Page MenuHomePhabricator

filter_unique leaks memory
Closed, ResolvedPublic

Description

If you have a bot running a large generator (eg. -recentchanges on Wikidata) and need to load every page into memory, it may eventually fail on MemoryError because filter_unique maintains a growing set of already visited pages (for instance, my bot on Toolforge visited 220,000 items before crashing).

I think this could be improved by calling BasePage.clear_cache() somewhere inside BaseBot.run or GeneratorFactory. Because the only thing we have to know when the page is dormant and sitting in the set is the hash, which doesn't need to know the content.

Event Timeline

This is too undetermined. Could you give a sample?
When filter_unique is used the filter key could be replaced by the hash but this does not solve a lot. Most space is used by the content but it is not clear to me where this is hold after processing.

Oh, I realized that my bot couldn't crash because of the loaded content because the preloaded items are instances of different objects than the generator yields... maybe. But still, if I preloaded the objects yielded by the generator, they are burried in the collection and nothing can flush their attributes, so this drains the memory space faster.

Another problem I can see is that filter_unique (inside GenFact it is self._filter_unique) is used twice: it's provided to RecentChangesPageGenerator (line 821) and also used for dupfiltergen = self._filter_unique(gensList) (line 532). This means there are two same independent sets, one of which is redundant.

I think this could be improved by calling BasePage.clear_cache() somewhere inside BaseBot.run or GeneratorFactory.
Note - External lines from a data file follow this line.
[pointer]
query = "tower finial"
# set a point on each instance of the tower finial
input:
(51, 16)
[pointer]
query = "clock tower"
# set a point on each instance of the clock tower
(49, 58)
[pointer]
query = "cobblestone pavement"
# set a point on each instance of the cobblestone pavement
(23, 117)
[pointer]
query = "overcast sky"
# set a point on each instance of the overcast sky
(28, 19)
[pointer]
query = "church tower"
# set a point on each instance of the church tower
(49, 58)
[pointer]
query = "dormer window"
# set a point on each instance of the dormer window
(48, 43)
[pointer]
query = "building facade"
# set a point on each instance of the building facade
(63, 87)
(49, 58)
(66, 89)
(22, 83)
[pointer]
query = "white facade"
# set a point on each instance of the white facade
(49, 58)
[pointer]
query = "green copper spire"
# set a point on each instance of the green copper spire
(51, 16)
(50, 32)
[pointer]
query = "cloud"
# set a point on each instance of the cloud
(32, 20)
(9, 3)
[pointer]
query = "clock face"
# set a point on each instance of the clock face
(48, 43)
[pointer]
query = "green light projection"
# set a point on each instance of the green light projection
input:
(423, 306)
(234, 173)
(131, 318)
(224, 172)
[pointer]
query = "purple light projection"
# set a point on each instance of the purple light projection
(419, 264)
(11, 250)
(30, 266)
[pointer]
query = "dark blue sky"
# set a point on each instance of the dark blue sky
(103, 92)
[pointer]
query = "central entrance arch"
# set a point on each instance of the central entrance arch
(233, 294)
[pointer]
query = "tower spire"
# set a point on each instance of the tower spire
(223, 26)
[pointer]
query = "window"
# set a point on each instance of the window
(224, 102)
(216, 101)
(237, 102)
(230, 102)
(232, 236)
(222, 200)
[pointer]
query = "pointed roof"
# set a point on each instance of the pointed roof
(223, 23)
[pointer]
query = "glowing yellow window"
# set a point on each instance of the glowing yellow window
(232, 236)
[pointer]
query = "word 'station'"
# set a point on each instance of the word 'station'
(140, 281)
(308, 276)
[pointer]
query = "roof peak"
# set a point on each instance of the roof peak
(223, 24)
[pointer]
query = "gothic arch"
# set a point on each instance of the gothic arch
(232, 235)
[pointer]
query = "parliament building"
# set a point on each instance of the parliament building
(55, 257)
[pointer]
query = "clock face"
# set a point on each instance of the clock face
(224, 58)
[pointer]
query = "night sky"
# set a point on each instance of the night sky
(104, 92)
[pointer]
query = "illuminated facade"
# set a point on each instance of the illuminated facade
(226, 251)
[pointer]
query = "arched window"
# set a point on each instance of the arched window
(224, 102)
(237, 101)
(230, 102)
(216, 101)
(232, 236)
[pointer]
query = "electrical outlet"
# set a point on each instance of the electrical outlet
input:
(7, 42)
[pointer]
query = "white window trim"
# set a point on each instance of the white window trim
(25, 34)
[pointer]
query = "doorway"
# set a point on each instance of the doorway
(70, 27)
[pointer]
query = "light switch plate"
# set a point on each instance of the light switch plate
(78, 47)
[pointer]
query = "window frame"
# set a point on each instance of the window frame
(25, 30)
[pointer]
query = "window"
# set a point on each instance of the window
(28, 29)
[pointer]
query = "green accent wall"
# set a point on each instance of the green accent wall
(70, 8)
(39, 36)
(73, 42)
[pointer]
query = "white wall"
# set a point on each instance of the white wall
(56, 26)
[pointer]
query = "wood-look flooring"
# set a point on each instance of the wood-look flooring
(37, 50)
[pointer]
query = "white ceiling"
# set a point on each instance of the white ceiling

No, this isn't a good idea. Imagine situation you put the pages to a queue.

When filter_unique is used the filter key could be replaced by the hash but this does not solve a lot.

I like this idea.

zhuyifei1999 renamed this task from Long-running tasks may end on MemoryError to filter_unique leaks memory.Jul 14 2018, 5:27 PM

Long-running tasks may end on MemoryError to filter_unique leaks Memory

Why do you assume that?
Try:

from sys import getsizeof
import pwb, pywikibot as py
from pywikibot.tools import filter_unique as f
s = py.Site()
p = py.Page(s, 'Hydraulik')
container = set()
gen = p.getReferences()
gen = PreloadingGenerator(gen)
generator = f(gen, container)
for item in generator:
	pass
getsizeof(container)

gives 16500

container = set()
gen = p.getReferences()
gen = PreloadingGenerator(gen)
generator = f(gen, Container, key=hash)
for item in generator:
	pass
getsizeof(container)

gives 16500 too

No glue where the Memory leakage might come from.

No glue where the Memory leakage might come from.

I see the getsizeof() counts the pointers only but not the Page objects itself.

I see the getsizeof() counts the pointers only but not the Page objects itself.

The underlying implementation of set.__sizeof__ looks weird to me. It doesn't seem to be iterative or recursive on a first glance.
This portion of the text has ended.